Brasil será ator global se garantir privacidade e livre iniciativa

Relator das propostas que tratam de regras para o processamento e uso de dados pessoais no Brasil, o deputado Orlando Silva (PCdoB-SP) adianta o teor de seu relatório na comissão especial da Câmara. A ideia é aprovar a matéria até o final do ano no Congresso. Leia a íntegra da entrevista concedida pelo líder do PCdoB na Câmara à Agência Brasil.

orlando silva - Richard Silva/PCdoB na Câmara

Deputado, qual é a importância da proteção dos dados pessoais e por que deve ser alvo de uma legislação específica?

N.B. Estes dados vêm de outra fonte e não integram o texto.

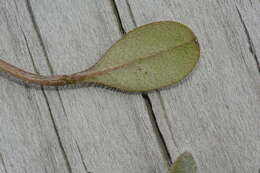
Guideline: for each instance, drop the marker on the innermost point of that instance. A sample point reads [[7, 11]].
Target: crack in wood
[[37, 30], [82, 158], [3, 162], [131, 13], [119, 21], [250, 42], [164, 149], [157, 131], [57, 132]]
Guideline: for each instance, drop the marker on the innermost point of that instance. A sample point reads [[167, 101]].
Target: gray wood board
[[215, 112], [69, 129]]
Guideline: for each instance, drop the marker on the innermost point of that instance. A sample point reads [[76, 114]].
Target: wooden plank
[[92, 128], [28, 142], [214, 113]]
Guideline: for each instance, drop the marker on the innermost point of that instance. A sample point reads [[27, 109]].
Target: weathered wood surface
[[214, 113]]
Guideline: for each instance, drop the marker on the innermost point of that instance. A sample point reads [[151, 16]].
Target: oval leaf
[[152, 56], [184, 164]]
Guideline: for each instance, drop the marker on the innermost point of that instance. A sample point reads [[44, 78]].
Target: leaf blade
[[172, 62]]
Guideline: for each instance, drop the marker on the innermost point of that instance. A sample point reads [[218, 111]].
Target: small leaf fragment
[[184, 164]]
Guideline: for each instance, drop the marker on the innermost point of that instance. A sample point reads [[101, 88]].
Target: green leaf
[[184, 164], [152, 56]]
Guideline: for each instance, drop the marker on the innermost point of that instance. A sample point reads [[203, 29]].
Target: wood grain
[[69, 129], [214, 113]]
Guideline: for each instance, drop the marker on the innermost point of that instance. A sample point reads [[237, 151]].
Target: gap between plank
[[249, 40], [164, 149], [3, 162]]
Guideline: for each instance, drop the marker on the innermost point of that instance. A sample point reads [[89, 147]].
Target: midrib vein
[[91, 74]]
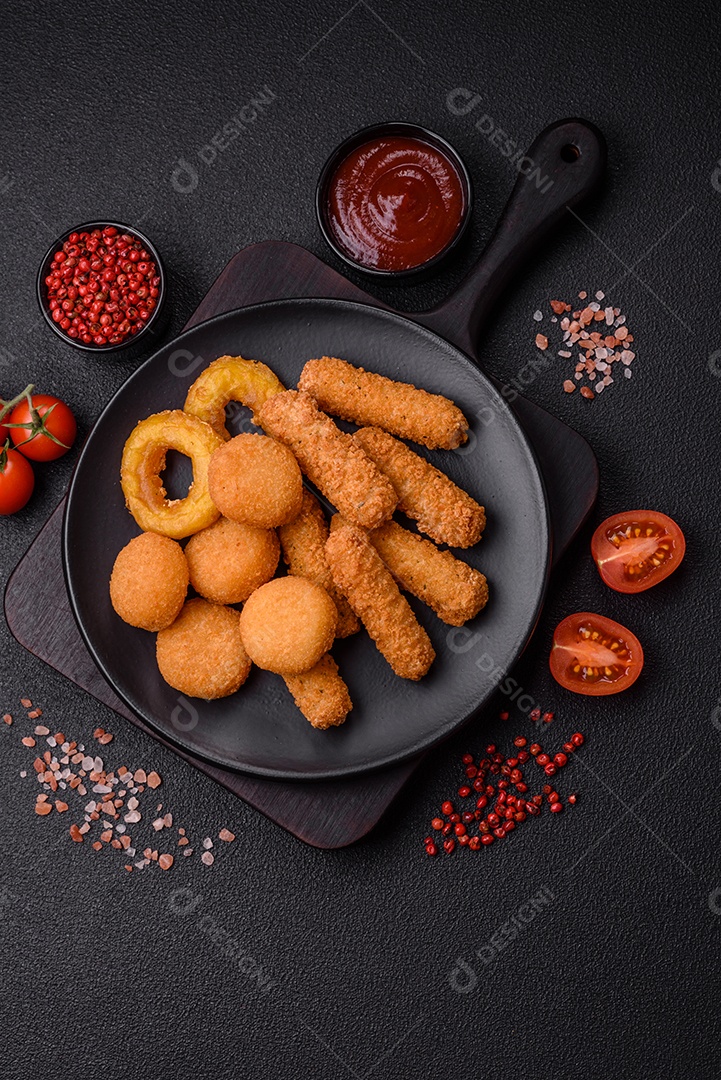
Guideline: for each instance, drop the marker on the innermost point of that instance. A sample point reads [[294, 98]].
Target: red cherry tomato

Orlando Silva: O tema da proteção de dados é muito delicado. Existe hoje no mundo um fator novo, a economia de dados. O mundo inteiro está preocupado com isso, seja porque há polêmica sobre o Facebook e Cambridge Analytica, seja porque o critério de o Brasil ser incorporado à OCDE [Organização para a Cooperação e Desenvolvimento Econômico, entidade que reúne as principais economias do mundo] é ter um marco regulatório de dados pessoais, seja porque a Europa deve ter nova normativa.

A Europa tem, desde a Segunda Guerra, proteção à privacidade. Em 1995, o continente produziu legislação prevendo a internet. E depois do caso Snowden [Edward Snowden, ex-prestador de serviço da Agência Nacional de Segurança dos Estados Unidos] revisou a regulação [criando a Regulação Geral de Proteção de Dados, que entra em vigor neste mês]. Do ponto de vista econômico, a economia digital é tema relevante para o Brasil. Tudo isso nos motiva a dar uma grande prioridade a esta matéria. O Brasil pode ser vanguarda, um ator econômico global se tiver um marco que garanta privacidade e estimule livre iniciativa.

Todas as esferas, tanto privada quanto pública, devem obedecer aos preceitos da legislação?

Orlando: A legislação deve incluir o setor público e o privado. Não faz sentido ter uma regra de proteção que se aplique apenas à atividade privada empresarial. Governos são os principais guardiões de dados pessoais. Lei deve tratar destes dados.

Quais temas principais devem constar na Lei aprovada?

Orlando: É preciso ter atenção para o item da transferência internacional de dados. O mundo está hiperconectado. Não importa o status que possuam, mas empresas com representação no país devem ser cobertas pela lei. Não há empresa relevante que não tenha presente necessidade de cuidar dos dados. O Facebook acabou de alterar política de consentimento. Ou protegemos dados das pessoas para que haja confiança ou corremos o risco de travar a evolução de possibilidades. Outro tema que merece cuidado é o do “legítimo interesse” que deve ser restrito àquilo para o qual foi autorizado o tratamento desses dados. A inspiração do legítimo interesse tem a ver com o que está pactuado. O legítimo interesse está vinculado ao objetivo, ao fundamento entre quem consente e o responsável por este tratamento.

E quem deve ser responsável por promover a fiscalização e aplicar a lei?

Orlando: Ter uma autoridade especializada é algo fundamental. A criação de autoridade é um item que praticamente é consenso entre todos que tratam de privacidade. Há quem diga que a iniciativa legislativa de criar algum órgão é prerrogativa do Poder Executivo. Mas há quem diga que se o Poder Legislativo toma iniciativa neste sentido e essa iniciativa é sancionada pelo Poder Executivo, isso poderia sanear um vício de origem.

E como resolver o cenário de tramitação de duas propostas, uma em cada casa?

Orlando: Do ponto de vista legislativo, a Câmara, como Câmara de representação da população, deveria ter a iniciativa de votar a matéria. O Senado é a casa da federação, do equilíbrio do sistema federativo. Como é tema difuso, ela [a Câmara] tem obrigação para que Senado possa fazer papel revisor. Tem a ver com natureza da matéria e atividade da casa. Tenho conversado com o presidente da Câmara, Rodrigo Maia, e sinto que a perspectiva é pautar ainda neste semestre esta matéria. Há um excelente diálogo entre Câmara e Senado, com o relator do PLS 330, com quem temos tido diálogo permanente. Semanalmente há conversas com o senador Ricardo Ferraço (PSDB-ES) para produzirmos uma convergência neste esforço. Não há concorrência, há espírito colaborativo. O PL 5276/2016 é um bom ponto de partida.